In a dedicated set of experiments, we extracted the amplitudes of the first arrivals in the seismograms measured by the LDV and produced radiation patterns according to the seismic displacements linked to three types of excitation: thermoelastic or ablation regimes via pulsed-laser excitation, and piezoelectric transducer excitation. The modeling of the experimental measurements demonstrated that the thermoelastic pulsed-laser source behaved as a shear-stress dipole (Bernstein and Spicer 2000; Scruby et al. 1980). The ablation pulsed-laser source turned out to be similar to a point-source force normal to the impacted surface, and most of the energy in the case of the piezoelectric transducer source was rather collimated compared to that of ablation, which was also in the normal direction with respect to the impacted surface.

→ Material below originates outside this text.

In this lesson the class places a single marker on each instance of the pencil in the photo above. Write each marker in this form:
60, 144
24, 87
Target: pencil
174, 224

We conducted our study mainly in an ideal, homogeneous, elastic, and isotropic aluminum alloy to avoid non linear effects induced by heterogeneous and/or anisotropic materials on the source. Multiple characteristics of the pulsed-laser source used throughout the study (contact-free seismic source, easy handling and orientation of the pulsed laser, reproducible incident power density \(P_d\), varying seismic source regimes vs. input \(P_d\), large seismic spectrum of the pulsed laser-source vs. input parameters, and simple and regular radiation patterns of the seismic sources) demonstrated that it was truly suitable for geophysical laboratory experiments involving seismic wave propagation. As part of an applicability study of the pulsed-laser seismic source on natural rocks, we also conducted experiments on carbonate rocks (Shen 2020). The experimental measurements of the carbonates confirmed that the pulsed laser could be used as a seismic source on natural heterogeneous/anisotropic rocks at the laboratory scale.

The pulsed-laser seismic source opens new perspectives for various applications, such as precise non-destructive test on metals and micro seismic exploration of small- and intermediate-scale rock samples of random shapes in the laboratory; we are especially interested in its eventual geophysical applications in rock mechanics (Dupuy et al. 2016; Shen 2020), rocks, or digital rock imaging for geological reservoir exploration.

Finally, another important perspective resulting from the present study is the quantitative characterization of the displacements measured on an interface where all the wave reflections and conversions are considered in the analysis. That would require beforehand a numerical “amplitude vs angle/offset”  (Castagna and Backus 1993) study, where the amplitude attributes of seismic data would be quantitatively modeled and explored before establishing a simulated reference for experimental data processing. This will be of particular interest when efficiently and precisely exploring the experimental attributes of amplitude.